Defendants filed a Petition for Reconsideration objecting to the “sexual dysfunction add-on” as being contrary to the bar for increase of WPI under Labor Code § 4660.1. Defendants argued that Mr. Montenegro’s erectile dysfunction was due to complications from medical treatment for his industrial injury. Therefore defendants explained, the erectile dysfunction is a compensable consequence of the physical injury and NOT a direct injury.

To support their position, defendants relied on the following statement from the report of the AME, Dr. Ernest Agatstein, dated 2/20/2015:

The fact that the patient is lacking a prostate gland and seminal vesicle which has been removed…[s]ubjectively, the patient is complaining of mild erectile dysfunction, difficulty in achieving and maintaining an erection. Erectile dysfunction is a common risk factor that occurs as a sequela of a radical prostatectomy. The cavernosal nerves that travel along the prostate gland can be injured. The operating surgeon, Dr. Khoddami, specifically stated in his operative report that he sacrificed the left cavernosal nerve due to scarring on that side. The erectile dysfunction is a direct result and sequela of the performance of the radical prostatectomy to alleviate this man's prostate cancer.

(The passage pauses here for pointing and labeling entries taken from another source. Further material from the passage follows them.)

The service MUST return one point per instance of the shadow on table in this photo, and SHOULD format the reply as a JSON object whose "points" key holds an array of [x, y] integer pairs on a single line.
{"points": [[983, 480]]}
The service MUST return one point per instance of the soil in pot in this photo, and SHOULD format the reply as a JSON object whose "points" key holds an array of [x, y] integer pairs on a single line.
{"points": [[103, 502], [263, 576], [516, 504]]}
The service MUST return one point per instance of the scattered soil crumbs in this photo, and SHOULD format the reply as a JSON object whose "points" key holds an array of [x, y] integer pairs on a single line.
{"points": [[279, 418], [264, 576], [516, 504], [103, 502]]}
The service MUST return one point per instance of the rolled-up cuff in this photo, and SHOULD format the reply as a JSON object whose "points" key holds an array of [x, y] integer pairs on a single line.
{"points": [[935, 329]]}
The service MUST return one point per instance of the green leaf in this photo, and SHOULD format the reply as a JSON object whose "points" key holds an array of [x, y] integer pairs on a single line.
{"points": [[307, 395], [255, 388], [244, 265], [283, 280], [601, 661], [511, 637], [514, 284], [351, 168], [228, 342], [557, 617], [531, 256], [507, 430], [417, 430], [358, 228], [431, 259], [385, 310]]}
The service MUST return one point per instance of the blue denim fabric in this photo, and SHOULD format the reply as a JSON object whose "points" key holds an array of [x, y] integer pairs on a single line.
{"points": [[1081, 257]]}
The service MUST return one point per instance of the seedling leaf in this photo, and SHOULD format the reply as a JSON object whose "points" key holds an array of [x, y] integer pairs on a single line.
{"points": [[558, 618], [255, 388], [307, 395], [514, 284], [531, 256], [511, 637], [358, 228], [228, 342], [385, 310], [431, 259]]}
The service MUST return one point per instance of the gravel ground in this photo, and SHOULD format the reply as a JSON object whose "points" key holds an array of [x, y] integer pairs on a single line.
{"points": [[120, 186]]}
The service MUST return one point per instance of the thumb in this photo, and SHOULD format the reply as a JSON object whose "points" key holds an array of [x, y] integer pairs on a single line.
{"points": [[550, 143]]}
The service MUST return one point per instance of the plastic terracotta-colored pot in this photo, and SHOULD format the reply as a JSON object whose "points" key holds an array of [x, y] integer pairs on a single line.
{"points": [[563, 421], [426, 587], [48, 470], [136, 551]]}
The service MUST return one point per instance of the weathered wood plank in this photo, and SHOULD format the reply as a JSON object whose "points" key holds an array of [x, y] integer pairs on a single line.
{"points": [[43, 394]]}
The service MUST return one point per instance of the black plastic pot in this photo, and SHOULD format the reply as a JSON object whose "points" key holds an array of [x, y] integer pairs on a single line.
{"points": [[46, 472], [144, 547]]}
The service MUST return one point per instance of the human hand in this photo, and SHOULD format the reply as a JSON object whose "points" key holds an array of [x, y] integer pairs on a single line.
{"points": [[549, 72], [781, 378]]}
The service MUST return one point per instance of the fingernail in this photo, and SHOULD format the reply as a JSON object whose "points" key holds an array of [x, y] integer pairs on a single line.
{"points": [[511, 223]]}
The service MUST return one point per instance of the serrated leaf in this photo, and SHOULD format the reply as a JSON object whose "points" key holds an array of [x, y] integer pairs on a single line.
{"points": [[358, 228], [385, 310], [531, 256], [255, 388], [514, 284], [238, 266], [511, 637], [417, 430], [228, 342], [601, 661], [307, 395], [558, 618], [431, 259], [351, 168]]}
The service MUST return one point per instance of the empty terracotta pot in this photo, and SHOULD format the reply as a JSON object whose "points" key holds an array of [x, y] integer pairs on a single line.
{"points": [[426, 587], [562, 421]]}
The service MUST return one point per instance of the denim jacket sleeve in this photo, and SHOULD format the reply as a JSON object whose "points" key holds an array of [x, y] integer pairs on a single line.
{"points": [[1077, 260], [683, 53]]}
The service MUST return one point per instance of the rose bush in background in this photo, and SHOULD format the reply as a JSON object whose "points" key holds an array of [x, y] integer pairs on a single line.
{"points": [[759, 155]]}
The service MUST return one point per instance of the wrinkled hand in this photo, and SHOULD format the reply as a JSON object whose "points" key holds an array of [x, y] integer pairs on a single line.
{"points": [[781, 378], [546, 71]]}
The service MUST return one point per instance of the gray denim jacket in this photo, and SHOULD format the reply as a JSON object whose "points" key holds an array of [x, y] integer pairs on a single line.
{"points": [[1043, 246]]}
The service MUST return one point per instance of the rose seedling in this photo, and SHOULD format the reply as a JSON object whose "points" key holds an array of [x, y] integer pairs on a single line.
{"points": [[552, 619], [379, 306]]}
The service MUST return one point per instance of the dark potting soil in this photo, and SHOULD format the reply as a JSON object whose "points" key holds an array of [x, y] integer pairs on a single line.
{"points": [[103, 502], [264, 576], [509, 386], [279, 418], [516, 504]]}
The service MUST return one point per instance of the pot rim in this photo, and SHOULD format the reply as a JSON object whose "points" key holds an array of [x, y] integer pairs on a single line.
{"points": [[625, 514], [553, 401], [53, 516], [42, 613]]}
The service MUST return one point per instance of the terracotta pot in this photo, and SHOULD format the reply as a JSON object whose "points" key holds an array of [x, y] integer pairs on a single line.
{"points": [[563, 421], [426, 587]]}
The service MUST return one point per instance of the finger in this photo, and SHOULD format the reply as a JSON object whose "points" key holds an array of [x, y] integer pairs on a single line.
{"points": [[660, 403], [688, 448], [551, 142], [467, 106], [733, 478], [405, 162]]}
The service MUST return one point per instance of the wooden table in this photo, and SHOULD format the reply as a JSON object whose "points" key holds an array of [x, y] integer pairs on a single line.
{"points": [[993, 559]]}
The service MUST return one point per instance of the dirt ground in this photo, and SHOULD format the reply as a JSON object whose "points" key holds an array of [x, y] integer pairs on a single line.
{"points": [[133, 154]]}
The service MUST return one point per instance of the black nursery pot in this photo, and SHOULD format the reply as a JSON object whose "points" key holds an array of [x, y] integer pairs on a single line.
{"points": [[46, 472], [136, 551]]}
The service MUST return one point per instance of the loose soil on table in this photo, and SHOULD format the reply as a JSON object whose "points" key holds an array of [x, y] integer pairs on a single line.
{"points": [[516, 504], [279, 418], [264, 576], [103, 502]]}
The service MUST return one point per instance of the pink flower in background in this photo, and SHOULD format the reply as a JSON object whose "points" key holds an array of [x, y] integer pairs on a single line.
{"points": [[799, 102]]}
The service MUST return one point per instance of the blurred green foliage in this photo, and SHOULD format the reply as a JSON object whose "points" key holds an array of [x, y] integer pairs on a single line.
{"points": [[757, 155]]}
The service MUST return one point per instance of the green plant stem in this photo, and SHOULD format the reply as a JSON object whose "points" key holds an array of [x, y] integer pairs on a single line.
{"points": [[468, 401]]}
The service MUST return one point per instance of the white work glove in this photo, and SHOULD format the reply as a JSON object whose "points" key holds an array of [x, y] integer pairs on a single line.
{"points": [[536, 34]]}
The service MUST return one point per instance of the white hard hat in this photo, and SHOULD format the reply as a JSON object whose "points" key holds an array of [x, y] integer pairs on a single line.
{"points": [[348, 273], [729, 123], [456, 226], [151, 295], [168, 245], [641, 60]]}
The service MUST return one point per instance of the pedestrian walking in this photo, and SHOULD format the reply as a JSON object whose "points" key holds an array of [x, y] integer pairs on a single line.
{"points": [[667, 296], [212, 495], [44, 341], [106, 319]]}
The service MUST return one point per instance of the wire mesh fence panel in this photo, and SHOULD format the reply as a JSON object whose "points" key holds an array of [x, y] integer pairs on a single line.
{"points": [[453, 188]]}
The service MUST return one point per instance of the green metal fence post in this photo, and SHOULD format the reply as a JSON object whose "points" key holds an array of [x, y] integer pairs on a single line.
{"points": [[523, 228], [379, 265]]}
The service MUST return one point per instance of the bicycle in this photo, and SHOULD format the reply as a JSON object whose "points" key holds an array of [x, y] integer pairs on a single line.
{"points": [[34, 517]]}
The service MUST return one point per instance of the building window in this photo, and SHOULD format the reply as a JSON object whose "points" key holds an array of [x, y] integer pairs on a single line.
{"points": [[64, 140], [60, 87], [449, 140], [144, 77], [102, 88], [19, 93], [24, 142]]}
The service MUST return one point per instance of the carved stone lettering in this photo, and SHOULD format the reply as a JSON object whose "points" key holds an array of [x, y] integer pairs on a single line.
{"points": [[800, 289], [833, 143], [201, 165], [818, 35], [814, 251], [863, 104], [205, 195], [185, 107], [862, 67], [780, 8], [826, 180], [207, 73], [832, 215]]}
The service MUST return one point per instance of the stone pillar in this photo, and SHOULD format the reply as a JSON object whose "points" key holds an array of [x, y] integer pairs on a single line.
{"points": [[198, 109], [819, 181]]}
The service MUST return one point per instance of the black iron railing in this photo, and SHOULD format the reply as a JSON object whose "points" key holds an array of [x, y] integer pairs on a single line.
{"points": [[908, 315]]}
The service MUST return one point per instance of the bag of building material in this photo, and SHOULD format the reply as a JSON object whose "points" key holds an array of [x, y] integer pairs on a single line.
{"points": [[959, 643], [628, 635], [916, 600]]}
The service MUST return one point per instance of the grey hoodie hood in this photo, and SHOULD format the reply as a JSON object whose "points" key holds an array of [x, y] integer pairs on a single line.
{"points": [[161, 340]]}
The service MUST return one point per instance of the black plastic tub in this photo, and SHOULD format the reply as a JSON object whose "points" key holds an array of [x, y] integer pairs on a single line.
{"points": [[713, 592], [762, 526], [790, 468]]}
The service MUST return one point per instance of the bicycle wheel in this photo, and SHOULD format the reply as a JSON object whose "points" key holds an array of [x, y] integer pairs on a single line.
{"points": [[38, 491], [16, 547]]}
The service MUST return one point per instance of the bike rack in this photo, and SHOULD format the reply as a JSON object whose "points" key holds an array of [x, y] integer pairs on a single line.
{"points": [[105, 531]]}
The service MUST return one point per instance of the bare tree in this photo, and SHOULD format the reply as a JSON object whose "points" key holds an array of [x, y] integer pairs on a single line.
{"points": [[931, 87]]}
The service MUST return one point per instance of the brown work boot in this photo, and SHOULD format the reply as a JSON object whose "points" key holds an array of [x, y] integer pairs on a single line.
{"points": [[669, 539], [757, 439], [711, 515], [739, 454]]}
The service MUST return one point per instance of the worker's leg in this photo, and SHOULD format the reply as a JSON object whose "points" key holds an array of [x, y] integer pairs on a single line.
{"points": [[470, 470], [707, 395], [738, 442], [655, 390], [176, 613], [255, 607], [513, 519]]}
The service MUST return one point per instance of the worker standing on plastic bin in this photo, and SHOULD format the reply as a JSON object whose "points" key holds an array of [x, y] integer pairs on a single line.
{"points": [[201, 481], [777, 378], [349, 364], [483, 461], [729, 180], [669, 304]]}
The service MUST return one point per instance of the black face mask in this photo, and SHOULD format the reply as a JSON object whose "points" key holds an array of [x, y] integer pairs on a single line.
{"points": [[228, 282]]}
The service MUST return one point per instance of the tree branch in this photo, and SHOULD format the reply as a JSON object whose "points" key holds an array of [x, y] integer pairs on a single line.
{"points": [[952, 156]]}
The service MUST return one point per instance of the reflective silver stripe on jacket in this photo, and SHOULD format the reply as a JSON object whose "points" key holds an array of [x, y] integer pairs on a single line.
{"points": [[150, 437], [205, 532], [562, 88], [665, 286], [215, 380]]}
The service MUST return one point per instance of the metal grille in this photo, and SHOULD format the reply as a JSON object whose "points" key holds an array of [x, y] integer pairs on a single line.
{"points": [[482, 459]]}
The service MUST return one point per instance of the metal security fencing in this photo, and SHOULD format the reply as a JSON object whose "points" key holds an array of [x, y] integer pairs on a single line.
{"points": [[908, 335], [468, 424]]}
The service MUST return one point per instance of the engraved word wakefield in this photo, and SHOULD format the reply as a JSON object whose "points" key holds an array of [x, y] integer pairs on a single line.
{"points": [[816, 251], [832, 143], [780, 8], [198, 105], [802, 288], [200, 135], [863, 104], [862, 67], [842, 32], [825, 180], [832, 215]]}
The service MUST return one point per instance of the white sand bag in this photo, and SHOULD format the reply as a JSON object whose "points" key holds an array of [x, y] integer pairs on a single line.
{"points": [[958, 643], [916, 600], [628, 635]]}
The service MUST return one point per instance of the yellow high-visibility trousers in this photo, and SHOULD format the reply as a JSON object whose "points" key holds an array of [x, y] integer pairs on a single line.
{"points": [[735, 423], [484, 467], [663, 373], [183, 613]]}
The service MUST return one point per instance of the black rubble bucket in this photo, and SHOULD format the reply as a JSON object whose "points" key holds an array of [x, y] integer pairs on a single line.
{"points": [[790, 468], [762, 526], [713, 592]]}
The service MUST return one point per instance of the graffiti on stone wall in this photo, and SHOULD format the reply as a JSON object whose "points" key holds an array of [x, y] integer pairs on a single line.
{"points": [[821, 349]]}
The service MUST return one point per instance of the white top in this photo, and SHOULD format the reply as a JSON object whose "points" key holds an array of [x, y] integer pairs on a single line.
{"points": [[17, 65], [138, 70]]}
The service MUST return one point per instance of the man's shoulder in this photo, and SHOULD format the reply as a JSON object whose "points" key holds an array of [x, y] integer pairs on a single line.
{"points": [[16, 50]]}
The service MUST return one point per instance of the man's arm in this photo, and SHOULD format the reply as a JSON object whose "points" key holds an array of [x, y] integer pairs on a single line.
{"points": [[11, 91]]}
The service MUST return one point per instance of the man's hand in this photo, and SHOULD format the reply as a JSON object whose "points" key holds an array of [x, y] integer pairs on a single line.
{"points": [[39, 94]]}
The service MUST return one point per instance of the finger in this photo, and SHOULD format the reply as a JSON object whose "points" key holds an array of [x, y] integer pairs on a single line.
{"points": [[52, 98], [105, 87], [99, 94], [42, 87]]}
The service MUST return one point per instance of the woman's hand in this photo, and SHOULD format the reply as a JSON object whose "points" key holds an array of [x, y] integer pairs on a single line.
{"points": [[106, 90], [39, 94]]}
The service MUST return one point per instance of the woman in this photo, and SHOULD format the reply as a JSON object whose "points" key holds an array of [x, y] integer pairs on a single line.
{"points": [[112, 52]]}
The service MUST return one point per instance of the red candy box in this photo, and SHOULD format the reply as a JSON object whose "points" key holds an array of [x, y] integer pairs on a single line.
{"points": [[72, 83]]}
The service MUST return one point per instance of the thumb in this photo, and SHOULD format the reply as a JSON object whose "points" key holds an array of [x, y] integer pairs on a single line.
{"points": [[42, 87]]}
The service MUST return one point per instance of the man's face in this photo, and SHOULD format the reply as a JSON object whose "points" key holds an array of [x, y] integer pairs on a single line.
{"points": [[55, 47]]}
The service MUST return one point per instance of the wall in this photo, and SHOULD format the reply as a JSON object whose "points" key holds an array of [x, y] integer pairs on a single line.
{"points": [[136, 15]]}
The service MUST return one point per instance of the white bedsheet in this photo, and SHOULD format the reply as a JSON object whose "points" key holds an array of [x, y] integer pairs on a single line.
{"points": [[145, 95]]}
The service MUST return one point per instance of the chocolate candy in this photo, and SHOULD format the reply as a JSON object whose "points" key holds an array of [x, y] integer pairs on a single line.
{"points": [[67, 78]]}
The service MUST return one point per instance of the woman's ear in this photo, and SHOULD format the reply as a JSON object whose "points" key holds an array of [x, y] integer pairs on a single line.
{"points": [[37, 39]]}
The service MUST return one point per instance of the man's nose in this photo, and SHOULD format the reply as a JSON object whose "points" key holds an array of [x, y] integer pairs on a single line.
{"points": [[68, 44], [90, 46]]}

The WCJ explained that Mr. Montenegro’s erectile dysfunction was a direct injury as follows:

The Defendant contends that Applicant’s sexual dysfunction resulted from medical treatment for the underlying industrial injury to the prostate; thus the outcome, the lack of a prostate, is nothing more than a “compensable consequence.” However, an injury to the prostate, in terms of sexual dysfunction, cannot be considered compensatory by the very definition of the word. The prostate is described as part of the internal organs of the male reproductive system, also called accessory organs. The prostate gland is a walnut-sized structure that is located below the urinary bladder in front of the rectum. The prostate gland contributes additional fluid to the ejaculate. Prostate fluids also help to nourish the sperm. The urethra, which carries the ejaculate to be expelled during orgasm, runs through the center of the prostate gland. (Emphasis added) It is for those reasons that the Defendant's contention must fail.

The WCAB affirmed the WCJ’s conclusion and explained that this was not the type of “questionable claim” the legislature intended to eliminate by enacting Labor Code § 4660.1(c)(1).

V. Medical Treatment Mandatory – What About Temporary Disability?

Practitioners should be mindful of the fact that although a WPI increase is not permitted for sex, sleep and psych compensable consequences, Labor Code § 4660.1(c)(1) specifically states that, “Nothing in this section shall limit the ability of an injured worker to obtain treatment for sleep dysfunction, sexual dysfunction or psychiatric disorder, if any, that are a consequence of an industrial injury.” (See Hernandez v. Fremont Bank, 2015 Cal. Wrk. Comp. P.D. LEXIS 470.)

Although no permanent disability may be awarded for these compensable consequences, the injured worker is still entitled to medical treatment for these injuries on an industrial basis.

PRACTICE NOTE: Therefore, it is important to include these body parts if the parties reach a settlement through a Stipulation with a Request for Award. This will enable the injured worker to secure medical treatment for these body parts, even though he or she is not entitled to an increase in WPI.

QUERY: Although Labor Code § 4660.1(c)(1) is clear that parties are entitled to medical treatment in these cases where WPI increases are denied However, whether the injured workers are entitled to temporary disability has not yet been decided by the courts. The statute only mandates that WPI increases are barred and medical is mandated, but it is silent as to temporary disability. We will have to wait for future case law to clarify that issue.

VI. Conclusion

Even though over three years have passed since Labor Code § 4660.1(c)(1) was enacted, there is a relative dearth of case law interpreting some of the more elusive sections of this statute. Practitioners should carefully study the wording of the statute, as well as case law distinguishing direct injuries from compensable consequence injuries to ensure they are providing the most accurate and up to date information to the trier of fact and getting the best result for their client.